Reckoning is needed immediately in localities that were sites of the mass violence and theft or destruction of Black wealth. Black survivors and descendants of such events need to be compensated, and wealth and other resources redistributed to Black communities that suffered in the aftermath. Such efforts would almost certainly include every city – and many towns – in the United States. Tulsa police have issued a formal apology for their role in the 1921 Massacre, but the city has yet to compensate its descendants. Chicago activists won financial and other reparations for Black survivors of police violence, offering an example for other cities.

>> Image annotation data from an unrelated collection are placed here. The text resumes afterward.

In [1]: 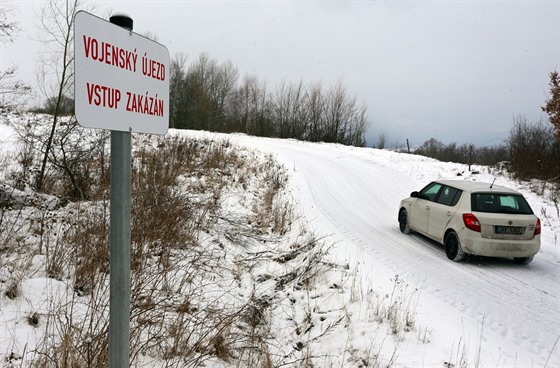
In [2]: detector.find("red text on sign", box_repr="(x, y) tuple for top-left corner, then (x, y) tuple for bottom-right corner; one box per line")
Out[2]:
(83, 35), (138, 72)
(126, 92), (164, 116)
(86, 83), (121, 109)
(142, 54), (165, 81)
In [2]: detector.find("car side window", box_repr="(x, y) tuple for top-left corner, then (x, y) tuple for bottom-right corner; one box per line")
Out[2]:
(418, 183), (443, 202)
(437, 186), (463, 206)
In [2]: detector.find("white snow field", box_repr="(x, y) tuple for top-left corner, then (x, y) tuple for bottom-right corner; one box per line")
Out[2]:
(211, 133), (560, 367)
(0, 119), (560, 368)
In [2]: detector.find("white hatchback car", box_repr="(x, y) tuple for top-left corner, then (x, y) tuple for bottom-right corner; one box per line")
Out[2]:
(399, 180), (541, 264)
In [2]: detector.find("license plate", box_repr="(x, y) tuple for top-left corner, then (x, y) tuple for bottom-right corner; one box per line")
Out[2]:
(495, 226), (523, 235)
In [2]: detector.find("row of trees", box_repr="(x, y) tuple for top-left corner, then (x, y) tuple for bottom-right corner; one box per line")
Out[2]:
(414, 116), (560, 182)
(170, 54), (368, 146)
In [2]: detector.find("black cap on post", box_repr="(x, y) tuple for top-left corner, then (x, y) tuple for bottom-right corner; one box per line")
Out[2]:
(109, 14), (133, 31)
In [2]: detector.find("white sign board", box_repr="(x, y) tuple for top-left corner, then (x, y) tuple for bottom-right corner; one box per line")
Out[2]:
(74, 11), (170, 134)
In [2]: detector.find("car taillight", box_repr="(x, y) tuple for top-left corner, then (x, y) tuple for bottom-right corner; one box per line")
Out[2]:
(463, 213), (480, 233)
(535, 217), (541, 235)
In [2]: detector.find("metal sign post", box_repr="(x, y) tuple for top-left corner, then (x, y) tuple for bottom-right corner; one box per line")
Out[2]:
(109, 16), (133, 368)
(74, 11), (170, 368)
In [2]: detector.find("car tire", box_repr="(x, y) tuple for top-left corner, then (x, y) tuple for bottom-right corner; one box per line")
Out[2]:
(513, 256), (533, 264)
(445, 231), (466, 262)
(399, 209), (410, 234)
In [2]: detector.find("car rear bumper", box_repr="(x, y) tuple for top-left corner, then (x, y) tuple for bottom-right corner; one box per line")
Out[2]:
(459, 229), (541, 257)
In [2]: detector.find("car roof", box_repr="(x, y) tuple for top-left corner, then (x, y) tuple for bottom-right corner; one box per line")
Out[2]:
(434, 180), (521, 194)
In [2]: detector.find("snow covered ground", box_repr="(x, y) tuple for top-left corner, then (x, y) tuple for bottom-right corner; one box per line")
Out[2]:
(185, 132), (560, 367)
(0, 119), (560, 368)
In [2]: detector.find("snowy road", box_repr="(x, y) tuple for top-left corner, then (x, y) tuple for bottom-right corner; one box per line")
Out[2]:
(228, 136), (560, 367)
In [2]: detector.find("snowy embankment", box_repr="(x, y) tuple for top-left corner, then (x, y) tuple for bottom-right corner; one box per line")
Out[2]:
(0, 115), (560, 368)
(185, 132), (560, 367)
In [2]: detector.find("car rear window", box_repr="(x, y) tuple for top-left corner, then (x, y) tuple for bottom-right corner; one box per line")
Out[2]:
(471, 193), (533, 215)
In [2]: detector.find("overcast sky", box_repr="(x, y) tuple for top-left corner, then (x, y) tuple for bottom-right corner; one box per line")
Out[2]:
(0, 0), (560, 146)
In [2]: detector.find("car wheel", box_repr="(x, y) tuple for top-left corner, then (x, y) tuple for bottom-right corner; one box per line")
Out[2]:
(399, 209), (410, 234)
(445, 232), (465, 262)
(513, 256), (533, 264)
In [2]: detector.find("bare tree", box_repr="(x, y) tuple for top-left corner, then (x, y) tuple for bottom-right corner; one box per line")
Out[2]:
(36, 0), (92, 191)
(542, 71), (560, 141)
(0, 1), (31, 110)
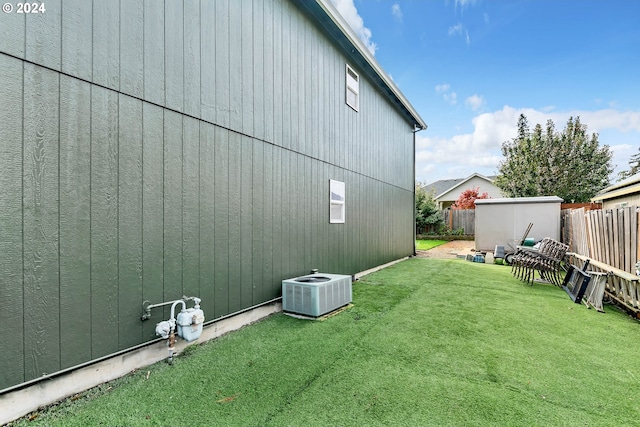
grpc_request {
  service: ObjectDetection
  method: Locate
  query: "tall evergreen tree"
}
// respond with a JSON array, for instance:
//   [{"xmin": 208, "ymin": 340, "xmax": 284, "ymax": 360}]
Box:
[
  {"xmin": 495, "ymin": 114, "xmax": 613, "ymax": 202},
  {"xmin": 618, "ymin": 147, "xmax": 640, "ymax": 181}
]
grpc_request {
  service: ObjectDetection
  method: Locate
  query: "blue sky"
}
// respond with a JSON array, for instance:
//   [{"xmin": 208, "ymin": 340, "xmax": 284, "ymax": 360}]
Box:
[{"xmin": 331, "ymin": 0, "xmax": 640, "ymax": 183}]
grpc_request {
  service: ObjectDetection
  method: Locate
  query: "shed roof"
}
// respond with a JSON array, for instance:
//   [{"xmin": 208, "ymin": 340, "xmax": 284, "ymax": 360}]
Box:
[
  {"xmin": 292, "ymin": 0, "xmax": 427, "ymax": 129},
  {"xmin": 476, "ymin": 196, "xmax": 563, "ymax": 206}
]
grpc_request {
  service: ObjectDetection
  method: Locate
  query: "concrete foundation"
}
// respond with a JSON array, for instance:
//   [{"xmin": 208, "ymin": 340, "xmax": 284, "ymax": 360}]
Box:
[{"xmin": 0, "ymin": 302, "xmax": 282, "ymax": 425}]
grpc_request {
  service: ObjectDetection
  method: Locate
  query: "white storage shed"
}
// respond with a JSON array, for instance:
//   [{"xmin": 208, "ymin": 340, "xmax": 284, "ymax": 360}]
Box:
[{"xmin": 475, "ymin": 196, "xmax": 563, "ymax": 252}]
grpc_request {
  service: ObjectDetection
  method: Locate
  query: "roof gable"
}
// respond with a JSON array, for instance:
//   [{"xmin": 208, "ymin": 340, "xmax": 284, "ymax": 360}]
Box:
[
  {"xmin": 435, "ymin": 173, "xmax": 493, "ymax": 200},
  {"xmin": 291, "ymin": 0, "xmax": 427, "ymax": 130}
]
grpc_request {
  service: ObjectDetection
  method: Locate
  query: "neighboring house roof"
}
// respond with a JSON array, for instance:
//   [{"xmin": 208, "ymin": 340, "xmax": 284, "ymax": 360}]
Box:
[
  {"xmin": 591, "ymin": 173, "xmax": 640, "ymax": 202},
  {"xmin": 427, "ymin": 173, "xmax": 495, "ymax": 200},
  {"xmin": 292, "ymin": 0, "xmax": 427, "ymax": 130}
]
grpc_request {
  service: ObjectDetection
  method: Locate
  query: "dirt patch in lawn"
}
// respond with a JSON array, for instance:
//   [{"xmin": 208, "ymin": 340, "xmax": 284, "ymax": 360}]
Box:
[{"xmin": 416, "ymin": 240, "xmax": 475, "ymax": 259}]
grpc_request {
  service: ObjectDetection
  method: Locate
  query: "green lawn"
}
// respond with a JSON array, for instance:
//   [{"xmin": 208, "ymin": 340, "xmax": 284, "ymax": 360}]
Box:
[
  {"xmin": 416, "ymin": 240, "xmax": 447, "ymax": 251},
  {"xmin": 13, "ymin": 259, "xmax": 640, "ymax": 426}
]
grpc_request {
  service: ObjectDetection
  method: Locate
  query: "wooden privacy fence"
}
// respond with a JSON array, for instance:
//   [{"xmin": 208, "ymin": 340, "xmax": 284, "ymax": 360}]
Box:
[
  {"xmin": 561, "ymin": 206, "xmax": 640, "ymax": 314},
  {"xmin": 416, "ymin": 209, "xmax": 476, "ymax": 234},
  {"xmin": 442, "ymin": 209, "xmax": 476, "ymax": 234}
]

Institutions that benefited from slavery owe the descendants of people whose enslavement produced the wealth at their foundations. Georgetown University and the Virginia Theological Seminary have offered a start by both committing to reparations funds for people whose ancestors’ enslavement lies at the base of their enduring wealth. Universities like Brown, Harvard, and Yale have acknowledged the role of slavery in their histories, and have renamed halls and removed statues honoring slave owners, but have yet to commit to financial reparations.

They should occupy Wall Street, and more recently Bernie Sanders, have popularized redistributing wealth from the 1% to the 99%. But these calls need to go further in centering racial justice. As the calls for universal reforms and redistribution of wealth gain more support, reparations must be a central component, or as history has shown, Black America will get the short end of these reforms.

As we call for reparations, we need to do so alongside demands by Native American activists for the return of land – the theft of which is also the foundation of the US economy. We must also heed international calls demanding reparations from US institutions and European colonial powers.

We are living in unprecedented times, with a global pandemic impacting along racist fault-lines, an economic recession and mass unemployment, and police state violence aimed at violently repressing Black-led dissent. In response, we not only need to abolish all tools of racist repression like the police – we also want reparations for the damages done over the centuries of uninterrupted white supremacist brutality and savagery at the heart of capitalism. Resolving these wrongs is key to building a just future.